February Garden Checklist
February marks the final full month of meteorological winter. As days slowly grow longer, spells of unseasonably warm weather may fool people as well as plants into venturing out too soon. Winter still reigns in February, making it a month for gardeners to respond to the season’s challenges, plan for the growing year ahead, and tend to indoor plants and seed starting.
Garden To-Do List
De-ice with caution
If necessary, continue to use de-icing products on walkways and driveways. Because de-icing products may cause landscape and environmental problems, consider broadcasting sand on slippery surfaces. Be careful not to use too much sand, however, because it may clog catch basins and storm drains.
- Follow label directions when using de-icing products.
- Shovel snow before using de-icing products.

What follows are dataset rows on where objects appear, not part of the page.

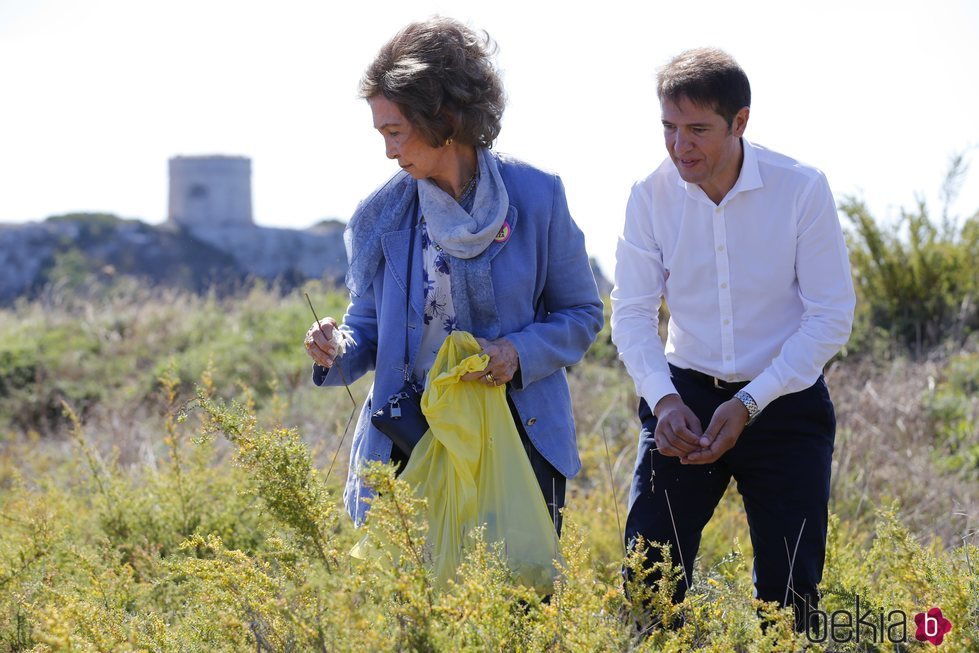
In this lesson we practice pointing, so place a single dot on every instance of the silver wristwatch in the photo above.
(749, 403)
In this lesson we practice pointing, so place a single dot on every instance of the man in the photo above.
(746, 248)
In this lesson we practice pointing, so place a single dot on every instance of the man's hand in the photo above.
(723, 432)
(503, 364)
(678, 431)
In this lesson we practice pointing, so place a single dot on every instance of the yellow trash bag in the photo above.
(473, 470)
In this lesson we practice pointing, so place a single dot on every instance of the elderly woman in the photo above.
(492, 249)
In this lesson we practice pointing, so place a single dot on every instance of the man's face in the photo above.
(703, 148)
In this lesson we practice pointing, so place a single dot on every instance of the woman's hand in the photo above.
(319, 342)
(503, 364)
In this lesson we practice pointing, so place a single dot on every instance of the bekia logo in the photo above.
(866, 624)
(932, 626)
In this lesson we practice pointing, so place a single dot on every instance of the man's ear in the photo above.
(740, 121)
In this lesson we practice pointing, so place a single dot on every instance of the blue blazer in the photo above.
(541, 295)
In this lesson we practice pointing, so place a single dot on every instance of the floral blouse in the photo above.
(440, 318)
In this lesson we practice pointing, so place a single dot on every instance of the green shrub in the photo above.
(917, 282)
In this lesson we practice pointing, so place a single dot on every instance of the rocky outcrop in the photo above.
(223, 257)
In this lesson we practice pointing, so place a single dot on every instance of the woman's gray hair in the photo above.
(441, 75)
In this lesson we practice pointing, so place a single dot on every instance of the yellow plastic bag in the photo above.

- When clearing driveways or shoveling walks, distribute snow loads equitably around trees, shrubs, and garden beds. Try to avoid piling treated snow on trees and shrubs.
- Find additional information on handling icy walkways and driveways
Continue to peruse seed, bulb, and nursery catalogs to help you plan your garden for the upcoming year. Another great source are the plant sales sponsored by local garden clubs, as well as sales held throughout the year at the Garden.
Avoid excessive walking on the lawn in winter. This can compress the soil and may damage grass that emerges in spring.
Tree and Shrub Care
Indoor Plant Care
Late February is a great month to …
Force indoor blooms from branches
With spring still a month away, why not create a spring preview indoors? Branches of select trees and shrubs with flowers or interesting foliage can be forced into bloom, providing they have had at least a six-week cold period. Good choices for forcing in late February and early March include apple and crabapple (Malus spp.), flowering cherry (Prunus), flowering quince (Chaenomeles), forsythia (Forsythia), magnolia (Magnolia), redbud (Cercis), serviceberry (Amelanchier), and spring-flowering witch hazel (Hamamelis vernalis).
Try to force blooms as close to the plant’s natural bloom time as possible.
Cut branches when the temperature is above freezing. Branches should be at least 1 foot long and full of fat flower buds.
Prune carefully, using proper pruning techniques. Cut off only those branches that are not essential to your plant’s basic shape. (After all, you still want a dazzling show outside.) Soak branches overnight in a bucket or bathtub filled with room-temperature water.
To help branches quickly absorb water, make crosscuts in the stem ends or smash woody ends with a hammer. Arrange them in a bucket or vase and keep them in a 60-degree Fahrenheit room out of direct sunlight. Change the water every other day.
When the buds color up or the foliage begins to unfurl, arrange the branches in a vase and display them in a cool room, still out of direct sunlight.